Interest rate, fees on small loans capped

Lending and finance companies can no longer subject their customers to exorbitant interest rates for on-demand loans.

The Securities and Exchange Commission (SEC) has issued Circular Memorandum 3, Series of 2022, capping interest rates and other fees charged by lending and finance companies, and their online lending platforms, for loans to low value short term mainly targeting low income borrowers.

In a statement, the SEC said the circular provides the guidelines to implement Bangko Sentral ng Pilipinas (BSP) Circular 1133, 2021 Series on caps on interest rates and other fees charged by these companies.

The SEC circular went into effect on Thursday, March 3.

On December 22, 2021, BSP Governor Benjamin Diokno issued Circular BSP 1133 setting the maximum nominal interest rate at 6% per month, or approximately 0.2% per day, and the effective interest rate (EIR) at 15% per month, or about 0.5% per day.

These are general purpose unsecured loans that do not exceed P10,000 and have a loan term of up to four months.

The EIR includes the nominal interest rate and other fees, such as processing fees, service fees, notary fees and others, but excludes late fees and non-payment fees.

In the event of late payment or non-payment of amounts owed, loan and finance companies cannot charge more than 5% per month, the SEC said.
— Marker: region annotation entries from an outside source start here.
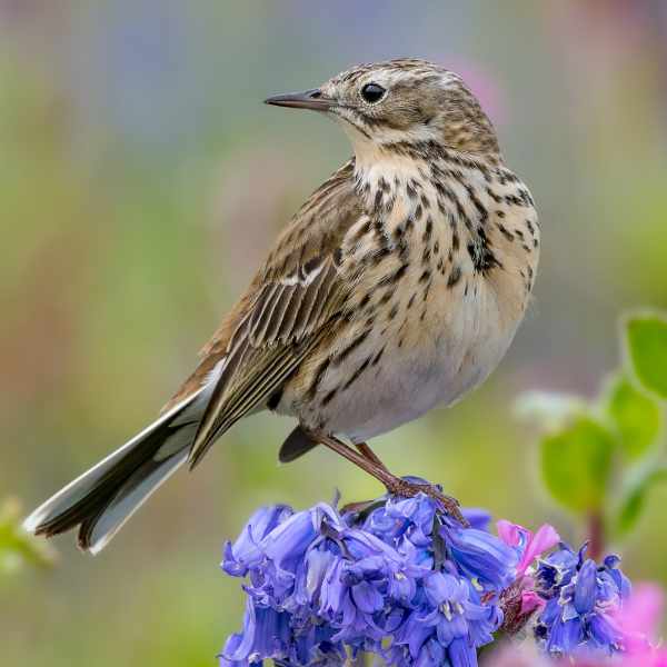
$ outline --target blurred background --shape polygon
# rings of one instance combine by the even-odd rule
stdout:
[[[31,508],[151,420],[349,155],[332,123],[261,100],[398,56],[441,62],[478,93],[538,202],[544,250],[500,369],[376,446],[465,505],[581,537],[539,491],[512,400],[595,392],[617,364],[620,311],[667,306],[661,0],[0,0],[0,499]],[[290,428],[245,421],[101,556],[70,535],[53,568],[2,579],[2,664],[213,665],[242,598],[221,546],[250,511],[380,491],[328,451],[278,466]],[[625,569],[665,584],[667,492],[655,498]]]

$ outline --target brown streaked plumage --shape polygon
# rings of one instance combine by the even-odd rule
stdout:
[[[38,508],[29,530],[80,526],[81,548],[99,551],[165,479],[261,409],[298,419],[281,460],[323,444],[415,494],[365,441],[458,400],[507,350],[539,226],[460,78],[394,60],[267,101],[330,116],[354,158],[292,218],[161,417]]]

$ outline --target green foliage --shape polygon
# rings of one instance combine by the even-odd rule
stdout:
[[[616,511],[616,525],[613,527],[618,537],[627,535],[637,524],[646,505],[651,487],[667,481],[667,466],[644,471],[638,479],[628,485]]]
[[[645,456],[660,432],[660,406],[621,375],[611,384],[607,412],[617,430],[618,441],[629,459]]]
[[[575,512],[599,509],[605,500],[614,435],[588,416],[542,438],[540,467],[547,489]]]
[[[28,535],[20,526],[21,506],[9,498],[0,505],[0,580],[23,565],[48,567],[53,551],[43,540]]]
[[[540,472],[552,499],[578,517],[598,517],[617,537],[630,532],[649,490],[667,480],[658,447],[659,399],[667,398],[667,320],[651,313],[625,322],[628,367],[599,397],[531,392],[517,404],[520,416],[536,418],[542,428]],[[620,492],[613,492],[614,479]]]
[[[667,399],[667,320],[659,315],[634,315],[627,319],[627,348],[639,381]]]

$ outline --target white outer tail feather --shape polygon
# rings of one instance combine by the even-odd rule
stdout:
[[[221,369],[217,370],[219,372]],[[46,521],[52,520],[86,498],[88,494],[93,491],[106,474],[160,427],[167,425],[179,426],[188,420],[195,420],[197,414],[201,411],[206,404],[206,395],[209,394],[209,388],[212,388],[212,382],[205,385],[198,391],[179,402],[122,447],[54,494],[24,519],[23,529],[34,534],[39,531],[40,526]],[[207,391],[207,389],[209,390]],[[182,432],[183,430],[186,431],[185,434]],[[160,447],[152,457],[153,461],[159,462],[162,459],[163,462],[146,478],[138,480],[135,488],[131,488],[135,481],[135,475],[131,475],[122,484],[108,507],[104,508],[102,514],[96,520],[91,532],[90,544],[87,548],[90,554],[99,554],[152,492],[178,470],[188,457],[190,440],[193,436],[193,427],[182,427],[181,430],[176,431],[173,436],[165,440],[162,447]],[[165,446],[166,450],[162,452],[162,456],[160,456]],[[140,467],[137,469],[137,472],[139,471]],[[127,490],[128,488],[129,490]],[[123,490],[126,491],[125,494]]]

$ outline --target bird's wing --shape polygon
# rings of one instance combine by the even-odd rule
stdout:
[[[339,248],[362,215],[350,161],[313,192],[281,233],[172,399],[213,374],[215,388],[190,450],[191,467],[220,434],[280,389],[327,335],[326,325],[345,309],[350,285],[339,273]]]

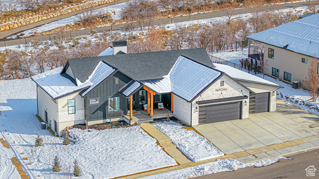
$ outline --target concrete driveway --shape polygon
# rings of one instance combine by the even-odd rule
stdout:
[[[315,121],[319,120],[318,116],[294,106],[287,106],[281,100],[277,102],[276,112],[255,114],[250,115],[248,119],[194,128],[227,154],[295,140],[297,143],[293,142],[292,150],[319,146],[319,123]],[[298,140],[307,142],[295,146],[299,144]]]

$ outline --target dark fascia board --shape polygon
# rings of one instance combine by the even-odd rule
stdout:
[[[261,41],[259,41],[257,40],[254,40],[254,39],[251,39],[251,38],[248,38],[248,37],[246,37],[246,38],[247,38],[248,39],[250,39],[250,40],[254,40],[254,41],[256,41],[258,42],[260,42],[261,43],[263,43],[263,44],[265,44],[268,45],[270,45],[270,46],[273,46],[273,47],[277,47],[279,48],[281,48],[282,49],[283,49],[284,50],[288,50],[288,51],[290,51],[291,52],[293,52],[294,53],[296,53],[296,54],[301,54],[301,55],[305,55],[305,56],[307,56],[308,57],[310,57],[310,58],[314,58],[314,57],[313,57],[312,56],[311,56],[310,55],[306,55],[305,54],[301,54],[301,53],[298,53],[298,52],[295,52],[294,51],[293,51],[292,50],[289,50],[289,49],[287,49],[286,48],[284,48],[283,47],[278,47],[278,46],[276,46],[275,45],[271,45],[271,44],[268,44],[268,43],[266,43],[264,42],[262,42]]]
[[[247,96],[240,96],[239,97],[226,97],[222,98],[222,99],[214,99],[205,100],[204,101],[197,101],[196,104],[210,104],[211,103],[215,103],[220,102],[225,102],[226,101],[234,101],[234,100],[241,100],[248,98],[248,97]]]
[[[106,78],[105,78],[104,79],[104,80],[103,80],[101,81],[99,83],[98,83],[96,85],[95,85],[95,86],[94,88],[93,88],[92,89],[91,89],[91,90],[90,90],[90,91],[88,91],[88,92],[86,93],[86,94],[85,95],[84,95],[84,96],[82,96],[82,94],[80,94],[81,95],[81,96],[82,97],[82,98],[85,97],[86,96],[86,95],[87,94],[87,93],[89,93],[89,92],[90,91],[91,91],[93,90],[95,88],[96,88],[97,86],[99,86],[99,85],[100,85],[100,84],[101,84],[103,81],[104,81],[105,80],[105,79],[106,79],[108,78],[111,75],[114,75],[114,74],[115,74],[115,73],[116,73],[116,72],[117,72],[118,71],[118,70],[119,70],[118,69],[115,69],[115,70],[112,73],[111,73],[111,74],[110,74]],[[83,92],[82,92],[82,91],[81,91],[81,92],[82,92],[82,94],[83,94],[83,93],[84,92],[84,91],[83,91]]]
[[[243,82],[249,82],[251,83],[254,83],[256,84],[261,84],[262,85],[264,85],[265,86],[272,86],[273,87],[276,87],[277,88],[284,88],[284,87],[281,86],[279,85],[274,85],[272,84],[267,84],[264,83],[262,83],[261,82],[255,82],[255,81],[252,81],[250,80],[244,80],[243,79],[240,79],[239,78],[235,78],[235,79],[237,80],[238,81],[242,81]]]

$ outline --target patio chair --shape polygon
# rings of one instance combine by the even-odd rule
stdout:
[[[147,104],[143,104],[143,106],[144,107],[144,111],[145,112],[147,112]]]
[[[157,105],[159,107],[159,111],[160,109],[162,109],[163,110],[164,110],[164,105],[163,104],[163,103],[159,103],[157,104]]]

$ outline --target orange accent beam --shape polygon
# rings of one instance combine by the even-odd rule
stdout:
[[[130,120],[132,120],[133,119],[133,103],[132,102],[132,96],[130,97]]]
[[[151,96],[151,94],[152,92],[149,92],[147,91],[147,115],[149,116],[150,115],[150,105],[151,104],[150,99],[150,96]]]
[[[173,112],[173,101],[174,97],[174,95],[173,93],[171,93],[171,111],[172,113]]]
[[[151,117],[153,118],[153,92],[152,91],[151,93]]]

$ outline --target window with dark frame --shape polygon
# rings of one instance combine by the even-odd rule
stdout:
[[[268,48],[268,58],[274,59],[274,50],[272,48]]]
[[[120,83],[120,79],[119,79],[118,78],[115,78],[114,77],[114,84],[119,84]]]
[[[155,95],[154,97],[154,103],[159,103],[162,102],[162,95]]]
[[[69,114],[75,113],[75,99],[68,100],[68,111]]]
[[[284,72],[284,80],[291,82],[291,74],[286,72]]]
[[[224,86],[224,81],[220,81],[220,86]]]
[[[279,77],[279,70],[272,68],[272,72],[271,73],[271,75],[274,76],[276,76],[277,78]]]
[[[120,97],[112,97],[108,99],[108,112],[120,111]]]

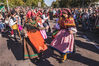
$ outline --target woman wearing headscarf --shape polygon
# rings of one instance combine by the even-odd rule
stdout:
[[[60,52],[62,55],[62,62],[64,62],[67,59],[67,54],[73,52],[73,33],[77,32],[77,30],[70,9],[63,9],[62,13],[58,21],[60,29],[55,39],[51,42],[51,47]]]

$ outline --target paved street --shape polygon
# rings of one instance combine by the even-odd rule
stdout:
[[[50,26],[53,25],[54,22],[51,22]],[[50,36],[48,40],[51,41]],[[59,53],[50,47],[45,52],[45,60],[24,60],[22,44],[8,37],[0,37],[0,66],[99,66],[98,41],[99,38],[93,34],[78,31],[75,38],[76,53],[68,55],[64,63],[59,63]]]

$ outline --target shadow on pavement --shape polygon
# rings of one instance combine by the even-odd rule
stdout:
[[[85,42],[82,42],[80,40],[75,40],[75,43],[80,48],[84,48],[84,49],[87,49],[89,51],[92,51],[92,52],[99,54],[99,50],[92,44],[85,43]]]
[[[86,64],[88,66],[99,66],[99,61],[89,59],[89,58],[84,57],[84,56],[82,56],[82,55],[80,55],[78,53],[69,55],[69,59],[73,60],[73,61],[83,63],[83,64]]]

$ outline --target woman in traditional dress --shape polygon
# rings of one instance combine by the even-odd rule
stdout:
[[[51,42],[51,47],[61,53],[62,62],[64,62],[67,58],[67,54],[73,52],[73,33],[77,32],[74,19],[71,16],[69,9],[64,9],[62,16],[59,18],[58,24],[60,26],[60,29],[56,34],[55,39]]]
[[[24,58],[39,58],[39,55],[47,49],[47,46],[44,43],[36,19],[29,17],[24,29]]]

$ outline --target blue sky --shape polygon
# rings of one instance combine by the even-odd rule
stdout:
[[[53,1],[56,1],[56,0],[44,0],[45,4],[47,6],[51,6],[51,4],[52,4]]]

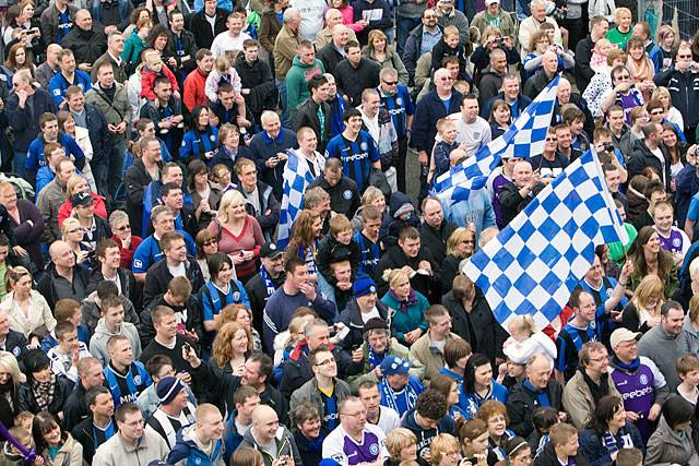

To prevent the cost of the loan from spiraling out of control, the SEC said: “A total cost cap of 100% of the total amount borrowed, applying to all interest, other fees and charges and penalties, regardless of the duration of the loan. been pending, will also be imposed.

The cap on interest rates and fees only applies to covered loans offered from March 3.

Fines up to 1 million pesos

Loan companies that violate rate limits face fines of 25,000 pesos for the first offense and 50,000 pesos for the second offense, while finance companies will be hit with higher penalties of 50,000 pesos for the first offense and 100,000 pesos for the second. violation, the SEC said.

For the third offence, the penalty is 100,000 to 1 million pesos for loan companies and 200,000 to 1 million pesos for finance companies; 60-day suspension from their financing and lending activities, or the revocation of their certificates of authorization to operate as a financing/lending company.